Interest in the vapor-extraction (Vapex) process for heavy-oil and bitumen recovery has grown considerably as a viable and environmentally friendly alternative to the currently used thermal methods. The potential for the success of the Vapex process is even more attractive in some scenarios that preclude the thermal methods. The presence of an overlying gas cap and/or bottomwater aquifer, thin pay zones, low thermal conductivity, high watersaturation, and unacceptable heat losses to overburden and under burden formations are some of the limitations with the thermal techniques, which potentially can be overcome by Vapex implementation. However, predicted low production rates by previous researchers for field application of the Vapex technique remain a serious barrier to commercial applications of the process. The scaleup methods that have been used by previous workers for translating the laboratory results to field predictions were based primarily on the reservoir transmissibility. An analytical model developed by Butler and Mokrys showed that the oil rate should be proportional to the square root of reservoir transmissibility. The effect of convective dispersion between solvent and virgin heavy oil in porous media was ignored in developing this model.

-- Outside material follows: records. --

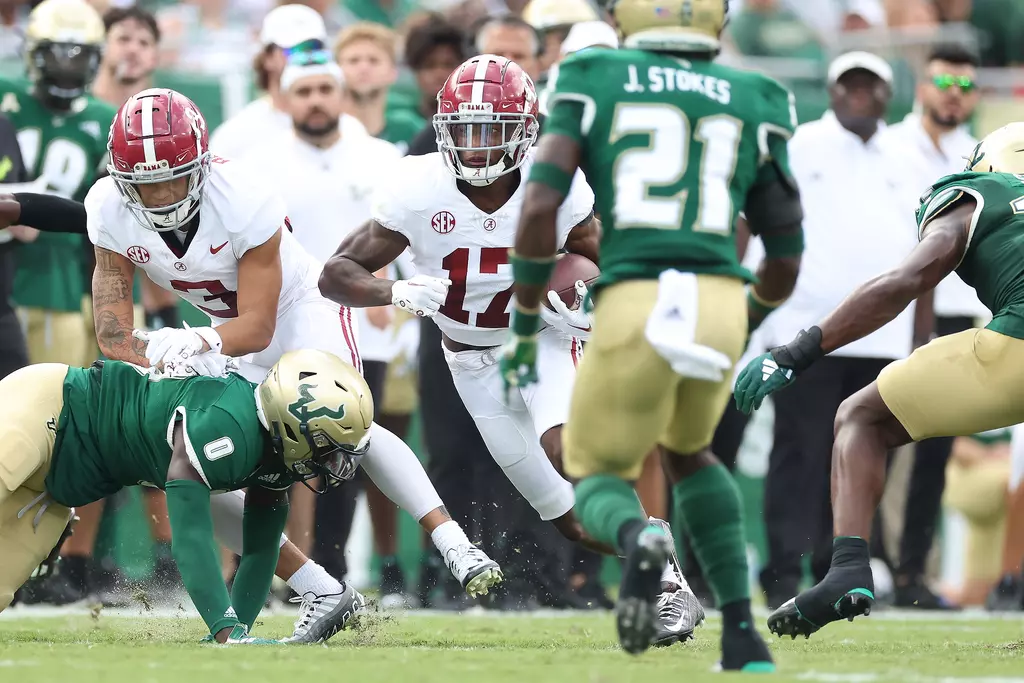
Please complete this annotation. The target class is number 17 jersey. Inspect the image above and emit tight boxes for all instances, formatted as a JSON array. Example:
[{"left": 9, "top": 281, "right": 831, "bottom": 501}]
[
  {"left": 542, "top": 49, "right": 797, "bottom": 288},
  {"left": 372, "top": 151, "right": 594, "bottom": 347}
]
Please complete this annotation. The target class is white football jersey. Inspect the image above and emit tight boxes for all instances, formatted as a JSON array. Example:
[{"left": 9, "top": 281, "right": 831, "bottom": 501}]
[
  {"left": 85, "top": 158, "right": 322, "bottom": 325},
  {"left": 372, "top": 151, "right": 595, "bottom": 347}
]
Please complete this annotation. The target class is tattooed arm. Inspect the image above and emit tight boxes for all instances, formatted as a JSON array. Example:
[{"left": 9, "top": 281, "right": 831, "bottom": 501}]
[{"left": 93, "top": 246, "right": 148, "bottom": 366}]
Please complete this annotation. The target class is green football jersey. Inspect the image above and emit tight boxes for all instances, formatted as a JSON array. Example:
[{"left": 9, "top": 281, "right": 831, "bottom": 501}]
[
  {"left": 46, "top": 362, "right": 293, "bottom": 507},
  {"left": 0, "top": 76, "right": 116, "bottom": 311},
  {"left": 916, "top": 171, "right": 1024, "bottom": 339},
  {"left": 540, "top": 48, "right": 798, "bottom": 287}
]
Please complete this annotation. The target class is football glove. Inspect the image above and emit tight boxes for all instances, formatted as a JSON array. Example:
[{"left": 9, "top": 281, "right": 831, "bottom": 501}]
[
  {"left": 733, "top": 352, "right": 794, "bottom": 414},
  {"left": 159, "top": 352, "right": 238, "bottom": 379},
  {"left": 134, "top": 323, "right": 223, "bottom": 367},
  {"left": 499, "top": 332, "right": 539, "bottom": 400},
  {"left": 539, "top": 280, "right": 593, "bottom": 341},
  {"left": 391, "top": 275, "right": 451, "bottom": 318}
]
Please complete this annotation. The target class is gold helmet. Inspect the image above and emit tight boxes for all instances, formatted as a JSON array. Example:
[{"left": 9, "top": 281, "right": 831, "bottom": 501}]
[
  {"left": 24, "top": 0, "right": 105, "bottom": 108},
  {"left": 611, "top": 0, "right": 728, "bottom": 54},
  {"left": 523, "top": 0, "right": 600, "bottom": 31},
  {"left": 965, "top": 123, "right": 1024, "bottom": 174},
  {"left": 257, "top": 349, "right": 374, "bottom": 493}
]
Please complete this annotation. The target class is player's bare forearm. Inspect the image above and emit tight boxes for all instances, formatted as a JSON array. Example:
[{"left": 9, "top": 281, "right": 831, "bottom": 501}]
[
  {"left": 817, "top": 206, "right": 970, "bottom": 354},
  {"left": 753, "top": 255, "right": 800, "bottom": 303},
  {"left": 912, "top": 288, "right": 935, "bottom": 348},
  {"left": 319, "top": 220, "right": 407, "bottom": 307},
  {"left": 93, "top": 247, "right": 148, "bottom": 365},
  {"left": 220, "top": 230, "right": 283, "bottom": 355}
]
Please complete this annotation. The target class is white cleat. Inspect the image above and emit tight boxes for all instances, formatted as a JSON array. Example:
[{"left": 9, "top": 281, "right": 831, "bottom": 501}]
[
  {"left": 647, "top": 516, "right": 706, "bottom": 646},
  {"left": 282, "top": 581, "right": 367, "bottom": 644},
  {"left": 445, "top": 544, "right": 503, "bottom": 598}
]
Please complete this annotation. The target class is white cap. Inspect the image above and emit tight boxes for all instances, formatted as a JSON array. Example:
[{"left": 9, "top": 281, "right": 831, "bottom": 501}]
[
  {"left": 260, "top": 4, "right": 327, "bottom": 49},
  {"left": 560, "top": 21, "right": 619, "bottom": 55},
  {"left": 281, "top": 60, "right": 344, "bottom": 91},
  {"left": 827, "top": 51, "right": 893, "bottom": 86}
]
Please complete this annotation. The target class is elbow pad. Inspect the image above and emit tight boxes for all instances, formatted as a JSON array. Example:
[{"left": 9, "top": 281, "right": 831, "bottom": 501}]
[{"left": 744, "top": 176, "right": 805, "bottom": 258}]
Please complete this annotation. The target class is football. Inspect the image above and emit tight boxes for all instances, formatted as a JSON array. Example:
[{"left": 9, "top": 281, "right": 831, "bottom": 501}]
[{"left": 544, "top": 253, "right": 600, "bottom": 310}]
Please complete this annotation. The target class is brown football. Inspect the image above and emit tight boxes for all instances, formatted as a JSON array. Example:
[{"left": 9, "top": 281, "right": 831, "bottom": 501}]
[{"left": 544, "top": 253, "right": 600, "bottom": 310}]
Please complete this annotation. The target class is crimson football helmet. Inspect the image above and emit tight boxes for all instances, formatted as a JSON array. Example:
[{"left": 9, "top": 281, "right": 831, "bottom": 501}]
[
  {"left": 107, "top": 88, "right": 212, "bottom": 232},
  {"left": 433, "top": 55, "right": 540, "bottom": 187}
]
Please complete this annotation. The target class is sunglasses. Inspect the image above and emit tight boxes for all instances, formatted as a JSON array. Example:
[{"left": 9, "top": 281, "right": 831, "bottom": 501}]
[{"left": 932, "top": 74, "right": 976, "bottom": 93}]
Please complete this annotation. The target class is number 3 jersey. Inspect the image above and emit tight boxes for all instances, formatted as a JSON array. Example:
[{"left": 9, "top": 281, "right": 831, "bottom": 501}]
[
  {"left": 45, "top": 361, "right": 292, "bottom": 508},
  {"left": 541, "top": 48, "right": 797, "bottom": 288},
  {"left": 84, "top": 158, "right": 322, "bottom": 323},
  {"left": 372, "top": 151, "right": 595, "bottom": 347}
]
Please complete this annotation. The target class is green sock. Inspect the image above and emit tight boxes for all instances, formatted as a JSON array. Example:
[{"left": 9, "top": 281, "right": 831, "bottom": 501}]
[
  {"left": 673, "top": 463, "right": 750, "bottom": 607},
  {"left": 574, "top": 474, "right": 646, "bottom": 553}
]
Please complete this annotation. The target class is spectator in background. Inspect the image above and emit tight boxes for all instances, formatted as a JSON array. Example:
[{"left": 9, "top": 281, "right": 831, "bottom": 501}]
[
  {"left": 472, "top": 13, "right": 541, "bottom": 80},
  {"left": 887, "top": 43, "right": 983, "bottom": 610},
  {"left": 521, "top": 0, "right": 598, "bottom": 77},
  {"left": 155, "top": 0, "right": 256, "bottom": 75},
  {"left": 405, "top": 14, "right": 468, "bottom": 155},
  {"left": 335, "top": 0, "right": 421, "bottom": 29},
  {"left": 210, "top": 3, "right": 366, "bottom": 161},
  {"left": 758, "top": 52, "right": 928, "bottom": 609},
  {"left": 334, "top": 22, "right": 425, "bottom": 152},
  {"left": 0, "top": 0, "right": 29, "bottom": 62},
  {"left": 933, "top": 0, "right": 1024, "bottom": 67}
]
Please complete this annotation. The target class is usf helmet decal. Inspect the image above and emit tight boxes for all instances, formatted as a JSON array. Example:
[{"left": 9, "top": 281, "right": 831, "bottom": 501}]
[
  {"left": 965, "top": 123, "right": 1024, "bottom": 175},
  {"left": 258, "top": 349, "right": 373, "bottom": 493},
  {"left": 611, "top": 0, "right": 729, "bottom": 53}
]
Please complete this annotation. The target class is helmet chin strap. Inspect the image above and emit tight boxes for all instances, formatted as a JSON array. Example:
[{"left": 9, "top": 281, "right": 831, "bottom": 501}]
[
  {"left": 149, "top": 199, "right": 195, "bottom": 229},
  {"left": 461, "top": 155, "right": 510, "bottom": 187}
]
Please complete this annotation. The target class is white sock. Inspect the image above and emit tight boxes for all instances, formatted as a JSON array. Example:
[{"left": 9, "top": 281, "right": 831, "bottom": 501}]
[
  {"left": 286, "top": 559, "right": 344, "bottom": 596},
  {"left": 430, "top": 520, "right": 470, "bottom": 557}
]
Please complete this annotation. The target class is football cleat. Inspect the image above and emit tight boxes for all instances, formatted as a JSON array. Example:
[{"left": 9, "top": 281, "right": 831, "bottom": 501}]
[
  {"left": 445, "top": 544, "right": 503, "bottom": 598},
  {"left": 283, "top": 581, "right": 367, "bottom": 644},
  {"left": 767, "top": 584, "right": 874, "bottom": 639},
  {"left": 617, "top": 524, "right": 672, "bottom": 655},
  {"left": 653, "top": 586, "right": 705, "bottom": 646}
]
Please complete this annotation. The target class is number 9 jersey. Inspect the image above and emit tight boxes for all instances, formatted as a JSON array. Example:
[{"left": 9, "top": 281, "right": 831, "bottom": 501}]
[{"left": 541, "top": 48, "right": 797, "bottom": 287}]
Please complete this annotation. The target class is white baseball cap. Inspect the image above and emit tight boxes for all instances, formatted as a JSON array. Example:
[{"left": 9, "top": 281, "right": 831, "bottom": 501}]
[
  {"left": 560, "top": 21, "right": 619, "bottom": 55},
  {"left": 260, "top": 4, "right": 328, "bottom": 49},
  {"left": 827, "top": 51, "right": 893, "bottom": 86}
]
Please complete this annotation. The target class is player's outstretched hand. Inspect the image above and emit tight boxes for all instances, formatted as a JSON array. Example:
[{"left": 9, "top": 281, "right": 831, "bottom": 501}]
[
  {"left": 733, "top": 352, "right": 795, "bottom": 414},
  {"left": 134, "top": 323, "right": 222, "bottom": 367},
  {"left": 159, "top": 352, "right": 238, "bottom": 379},
  {"left": 540, "top": 280, "right": 593, "bottom": 341},
  {"left": 391, "top": 274, "right": 451, "bottom": 318},
  {"left": 499, "top": 333, "right": 539, "bottom": 401}
]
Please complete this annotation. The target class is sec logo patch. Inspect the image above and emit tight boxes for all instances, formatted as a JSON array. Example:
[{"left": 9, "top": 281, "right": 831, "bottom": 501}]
[
  {"left": 126, "top": 245, "right": 150, "bottom": 264},
  {"left": 432, "top": 211, "right": 456, "bottom": 234}
]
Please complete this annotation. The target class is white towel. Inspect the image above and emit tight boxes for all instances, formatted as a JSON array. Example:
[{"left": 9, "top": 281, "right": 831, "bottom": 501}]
[{"left": 644, "top": 270, "right": 733, "bottom": 382}]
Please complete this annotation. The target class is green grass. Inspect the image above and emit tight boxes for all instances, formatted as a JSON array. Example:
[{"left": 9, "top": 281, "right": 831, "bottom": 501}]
[{"left": 0, "top": 611, "right": 1022, "bottom": 682}]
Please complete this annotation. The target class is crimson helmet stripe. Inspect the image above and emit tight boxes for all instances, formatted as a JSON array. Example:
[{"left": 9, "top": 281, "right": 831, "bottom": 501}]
[
  {"left": 470, "top": 55, "right": 491, "bottom": 105},
  {"left": 140, "top": 95, "right": 157, "bottom": 164}
]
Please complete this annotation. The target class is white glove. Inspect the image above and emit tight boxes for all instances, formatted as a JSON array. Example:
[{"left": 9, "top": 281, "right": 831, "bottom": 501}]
[
  {"left": 391, "top": 275, "right": 451, "bottom": 318},
  {"left": 134, "top": 323, "right": 223, "bottom": 367},
  {"left": 539, "top": 280, "right": 594, "bottom": 341},
  {"left": 159, "top": 352, "right": 238, "bottom": 379}
]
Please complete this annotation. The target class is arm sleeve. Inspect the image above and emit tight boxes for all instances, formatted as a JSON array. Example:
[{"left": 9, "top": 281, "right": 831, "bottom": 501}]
[
  {"left": 12, "top": 193, "right": 89, "bottom": 235},
  {"left": 165, "top": 478, "right": 241, "bottom": 636},
  {"left": 555, "top": 170, "right": 596, "bottom": 248},
  {"left": 231, "top": 498, "right": 290, "bottom": 629}
]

The main objective of this work is to develop an improved scaleup method for the Vapex process using physical-model experiments carried out in models of different sizes. In this paper, we report the results of a new series of experiments that extend the previously reported results of Karmaker and Maini to a significantly wider range of model heights. These new experiments used a new design of slice-type physical models that places the sandpack in the annulus formed by two cylindrical pipes. Combining the new results with the previous data of Karmaker and Maini, we show that the transmissibility-based scaling-up method seriously under predicts the results at larger scales. This observation suggests that much higher rates can be expected in the field implementation of the Vapex process.
A new correlation also has been proposed for scaling up the experimental data to the real field cases. It indicates the height dependency of the convective-dispersion contribution, which can be the dominant mass-transfer mechanism for the process, to be a higher order than previously postulated. Experimental results from this work show that the stabilized rate is a function of drainage height to the power of 1.1 to 1.3, instead of the square-root functionality of the Butler and Mokrys model.
Cost-effective heavy-oil- and bitumen-recovery methods are still challenging issues that have not been fully resolved. The huge volume of almost immobile hydrocarbon resources in the world, especially located in Canada, Venezuela, and the United States (approximately six times the total conventional oil reserves), offers unlimited challenges and opportunities to researchers. The high viscosity and low mobility of these oils cause the primary recovery to be very low. The adverse mobility-ratio problem also limits the application of waterflooding to these reservoirs. The overall recovery that can be achieved before the enhanced-oil-recovery (EOR) methods usually does not exceed 6 to 8%of the original oil in place.
The well-known observation of a dramatic decrease in the viscosity of heavy oil with temperature increase makes the thermal-recovery methods, such as steamflooding, cyclic steam stimulation (CSS), in-situ combustion, and (more recently) the steam-assisted gravity drainage (SAGD) process the obvious choices. However, thermal methods are not universally applicable to highly viscous heavy-oil reservoirs. The low recovery factors associated with CSS(inefficient steamflood in highly viscous oils and a relatively high mobility requirement), in addition to the process-control difficulties for the in-situ combustion technique, are some of the obstacles that leave the SAGD process as the only thermal option for heavy-oil and bitumen recovery in many reservoirs. In the SAGD process, two horizontal wells located in the same vertical plane are used to inject the steam from the upper well and produce heated oil from the lower well.
The Vapex process, which was initially proposed by Butler and Mokrys, is a solvent-based analog of the SAGD process, which can be considered when the SAGD is likely to be problematic. In thin reservoirs, the amount of heat loss to the surrounding formations makes the SAGD uneconomic. Also, in low-permeability carbonate reservoirs in which the heat capacity per volume of oil is high, the steam/oil ratio is not economically attractive. The presence of the bottom aquifer and/or a thin gas cap can be counted as an advantage for the Vapex process, whereas they are troublesome for SAGD. In terms of energy consideration, it has been reported that Vapex needs only a fraction of the energy used for SAGD. Also, Vapex has smaller upfront capital requirements compared to SAGD, in which 30% of the capital investment goes towards team-generation equipment.